I'm having a really hard time remembering where one book ends and the other begins, in my mental recollection of the series, but it didn't feel to me like there weren't a lot of women. Thinking about it now, though, I think it's not until #3 or #4 that we get a human woman who's noteworthy for something other than being attached to Bren in some way. :/
pebblerocker: A worried orange dragon, holding an umbrella, gazes at the sky. (Default)

[personal profile] pebblerocker 2011-06-07 12:09 am (UTC)(link)
Ahh, thank you for the quick FTL explanation, I now have some grasp of the process :o)

Interesting point about Bren being coded female.
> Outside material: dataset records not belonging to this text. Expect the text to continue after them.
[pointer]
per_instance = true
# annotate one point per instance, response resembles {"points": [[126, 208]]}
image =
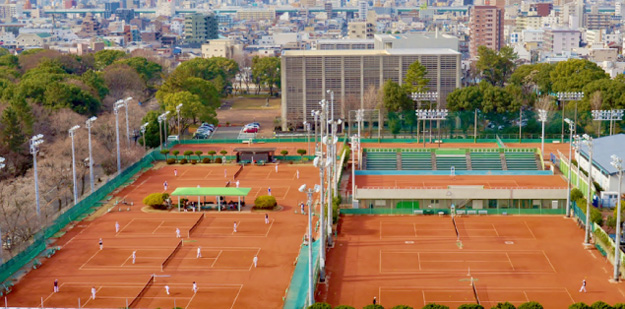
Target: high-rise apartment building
{"points": [[308, 74], [199, 28], [486, 28]]}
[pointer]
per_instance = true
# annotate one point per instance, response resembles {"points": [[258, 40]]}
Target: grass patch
{"points": [[255, 103]]}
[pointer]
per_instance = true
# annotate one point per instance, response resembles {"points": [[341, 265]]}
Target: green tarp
{"points": [[211, 191]]}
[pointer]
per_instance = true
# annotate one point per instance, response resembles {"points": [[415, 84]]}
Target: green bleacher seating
{"points": [[445, 162], [381, 160], [521, 161], [485, 161], [416, 161]]}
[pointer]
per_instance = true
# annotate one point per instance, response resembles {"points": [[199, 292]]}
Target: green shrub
{"points": [[600, 305], [530, 305], [576, 194], [265, 202], [376, 306], [155, 200]]}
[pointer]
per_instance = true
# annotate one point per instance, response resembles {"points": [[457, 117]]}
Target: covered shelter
{"points": [[251, 154], [211, 191]]}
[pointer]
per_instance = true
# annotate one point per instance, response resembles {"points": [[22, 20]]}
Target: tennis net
{"points": [[171, 256], [477, 299], [453, 220], [142, 292], [197, 223]]}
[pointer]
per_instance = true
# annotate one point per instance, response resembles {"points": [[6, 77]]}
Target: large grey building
{"points": [[307, 74]]}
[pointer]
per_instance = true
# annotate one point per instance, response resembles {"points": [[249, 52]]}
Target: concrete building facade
{"points": [[307, 75], [486, 26]]}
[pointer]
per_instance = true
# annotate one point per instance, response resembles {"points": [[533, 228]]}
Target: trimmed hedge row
{"points": [[506, 305]]}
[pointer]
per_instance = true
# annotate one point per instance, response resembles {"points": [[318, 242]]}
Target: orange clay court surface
{"points": [[225, 274], [414, 260]]}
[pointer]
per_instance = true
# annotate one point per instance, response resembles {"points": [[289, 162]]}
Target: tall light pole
{"points": [[571, 124], [617, 162], [72, 132], [569, 96], [1, 242], [35, 141], [126, 100], [118, 105], [310, 192], [178, 108], [542, 117], [588, 143], [89, 124], [427, 96], [143, 129], [432, 114]]}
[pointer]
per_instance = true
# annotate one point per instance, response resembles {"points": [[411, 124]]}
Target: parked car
{"points": [[250, 130]]}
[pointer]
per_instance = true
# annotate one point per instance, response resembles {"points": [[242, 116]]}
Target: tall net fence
{"points": [[82, 208]]}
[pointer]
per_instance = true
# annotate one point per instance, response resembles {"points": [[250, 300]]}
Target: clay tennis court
{"points": [[487, 181], [225, 273], [414, 260]]}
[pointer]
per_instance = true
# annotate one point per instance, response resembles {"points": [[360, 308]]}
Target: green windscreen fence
{"points": [[82, 208]]}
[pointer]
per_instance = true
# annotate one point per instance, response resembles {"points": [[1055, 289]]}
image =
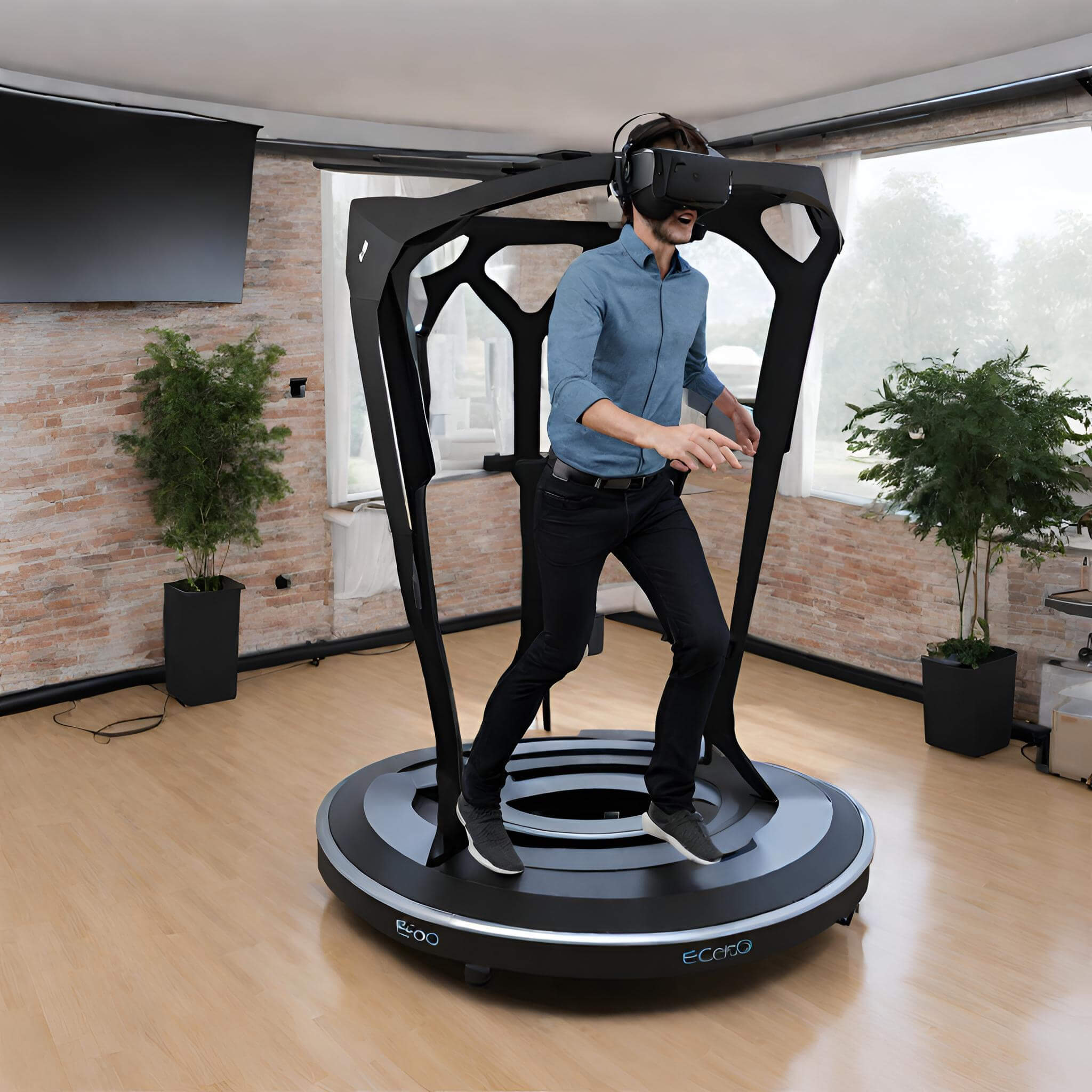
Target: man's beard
{"points": [[660, 232]]}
When I first read the book I was really enjoying reading about the main character being in a world where everyone is bigger, stronger and more violent than he is, and it wasn't until ages later that I realised it's because that's the world I live in and I'm identifying with him unusually well because of it.
pebblerocker: A worried orange dragon, holding an umbrella, gazes at the sky. (Default)

[personal profile] pebblerocker 2011-06-07 12:42 am (UTC)(link)
I really will have to read the Chanur series soon. I got Chanur's Venture in a bundle along with a couple of Foreigner ones, but haven't been able to locate Pride of Chanur yet, so I haven't started the one I've got on my shelf either.